Thursday, June 23, 2011

Chicken Little and the Tester Who Cried "BUG!"




We all know the story of Chicken Little – he sees something fall from the sky (an acorn) and is so convinced the sky is falling in, he spreads panic around his friends, and they go off to seek the King, but end up getting eaten by a sly fox who uses the panic to lure them to their doom.

It's a sad fact but in the world of testing there are a fair few Chicken Littles.  And if you have one on your project, your developers in particular will get tired of them pretty quickly.

On a previous project with EcoEnergy we reviewed some designs for a website with development and marketing. And we got from marketing “oh no – this is a showstopper, the red is the wrong shade”. Looking around the table the developers were incredulous, but recovered assuring this was a minor change, and would easily be resolved.  But for them the bigger concern was the fact that all the data they were receiving from the back end was wrong, and thus they were misleading the customer.

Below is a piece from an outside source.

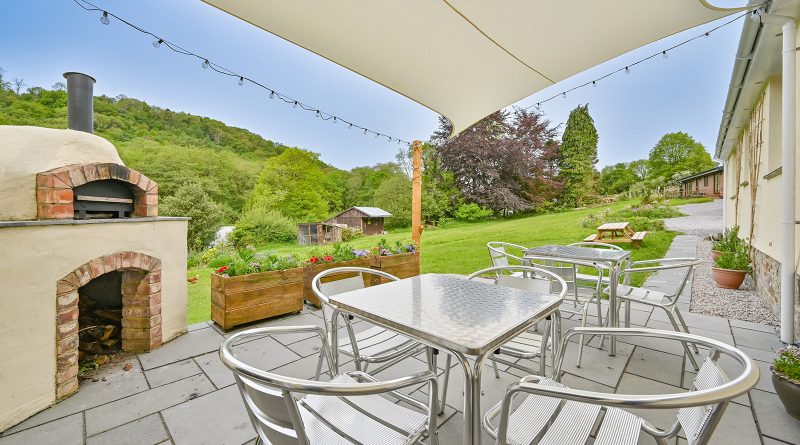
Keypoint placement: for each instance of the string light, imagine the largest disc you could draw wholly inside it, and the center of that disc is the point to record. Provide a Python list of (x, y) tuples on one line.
[(207, 64), (627, 69)]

With both the acorn falling from the tree and the wrong shade of red, not big issues. The acorn falling was actually a known feature of an acorn tree.  I know it's easy to mock the marketers, but although getting the look right for them is important to them (an application which looks ugly isn't going to lure people), at the same time as the developers were right to mention it's easily resolved, and not quite the sky-falling-in showstopper.



As testers it's our responsibility to inform management and developers when big bugs come along.  The kind of defect that jeopardise product delivery and timescales. So for instance, the misleading data which means we're liable for misinforming our customers, the system crashes etc.

Time plays a big factor too.  If our logo issue was discovered the day before go-live, it would be more critical.  But likewise if you get a serious bug weeks out from delivery, it's kind of the norm, and as long as it's defected and put on a path to resolution, it's nothing to get too worried about at that stage.

I figure as testers we're like the boy who cries wolf ... or should I say BUG! If we say BUG! too many times, eventually people are going to stop listening. I mentored a tester who escalated every defect she encountered the same way, even the cosmetic ones – eventually all her emails were being left in developers intrays, because they wouldn't / couldn't separate the urgent from the cosmetic

It's a bad place to be in, because a tester who's let that happen has lost the trust of her developers, and it's a very tough place then to be effective and win that back.  With the tester I mentored, I managed to steer her to rate her defects, and the really important ones she should really try and get the developer in to see what she'd experienced as soon as possible.  It became so much easier then for developer and tester to work together and solve the problems she was finding.

As I've said privately many times before, nothing really beats having a developer or business analyst on hand to ask “hey is this right” when what you're testing looks wrong.